Se lo facessimo però mancheremmo al compito più prezioso che spetta a un giornale: il coraggio di affrontare gli argomenti, specialmente i più spinosi, offrendo ai lettori non soltanto un prontuario di informazioni, bensì gli strumenti di pensiero per comprendere ciò che sta accadendo veramente. Per questo abbiamo dato voce a più posizioni, per questo anche oggi non omettiamo interventi assai critici, convinti che nascondere la polvere sotto i tappeti è il modo peggiore per risolvere le questioni.

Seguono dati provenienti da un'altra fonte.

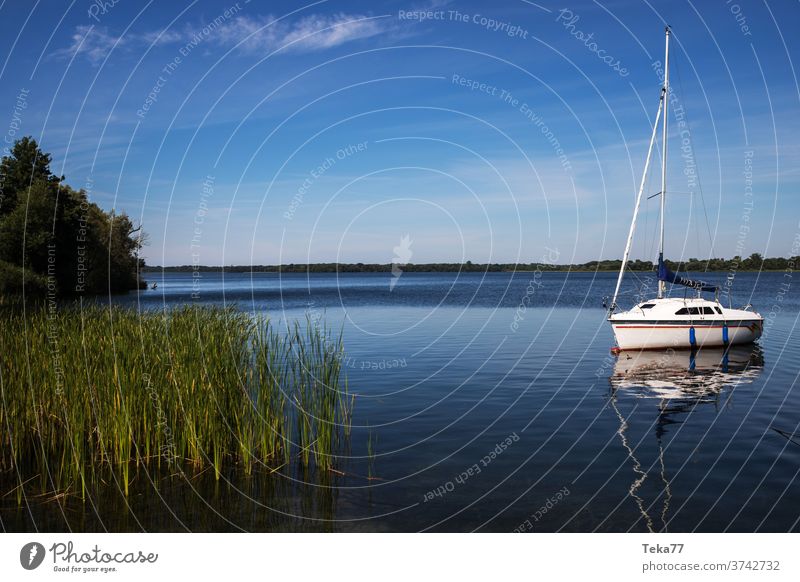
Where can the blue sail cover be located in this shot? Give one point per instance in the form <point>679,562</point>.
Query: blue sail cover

Di nostro, quel che ci pare di cogliere, è una difficoltà estrema ad affrontare con lucidità, ma pure solerzia e rigore, una serie di avvenimenti, che presi uno a uno possono sembrare sporadici, ma che se si uniscono prendono la forma di un turbine. In una situazione così è facile puntare il dito e prendersela con i vertici dell’ateneo, tuttavia se davvero abbiamo a cuore che l’università - come chiedeva la professoressa Avanza nell’analisi che abbiamo pubblicato ieri - «accolga la volontà di trasparenza e cambiamento» dobbiamo evitare che le difficoltà oggettive diano il là ad una resa dei conti e fare quadrato affinché siano tutelati da subito i più deboli, cioè i ragazzi e le ragazze che non si sentono al sicuro.

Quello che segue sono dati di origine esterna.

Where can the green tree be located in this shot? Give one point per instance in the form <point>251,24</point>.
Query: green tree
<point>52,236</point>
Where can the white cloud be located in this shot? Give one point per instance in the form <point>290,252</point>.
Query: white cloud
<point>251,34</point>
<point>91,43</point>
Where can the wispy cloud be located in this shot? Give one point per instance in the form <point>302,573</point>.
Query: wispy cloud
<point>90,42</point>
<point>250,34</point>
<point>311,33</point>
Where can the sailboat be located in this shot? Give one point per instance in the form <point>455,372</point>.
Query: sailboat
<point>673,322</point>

Per farlo una ricetta semplice non esiste, trattandosi innanzi tutto della richiesta di un cambiamento di paradigma culturale, antropologico. Ecco perché quella che l’università vive ora come una ferita, può e deve trasformarsi nella capacità di tessere un nuovo «ethos», passando dalla difesa alla proposta, tracciando la rotta affinché l’intera società possa aggiornare i propri costumi e valori, cioè ciò che distingue una comunità civile dall’orda istintiva e barbara che a volte si cela anche sotto giacche e cravatte.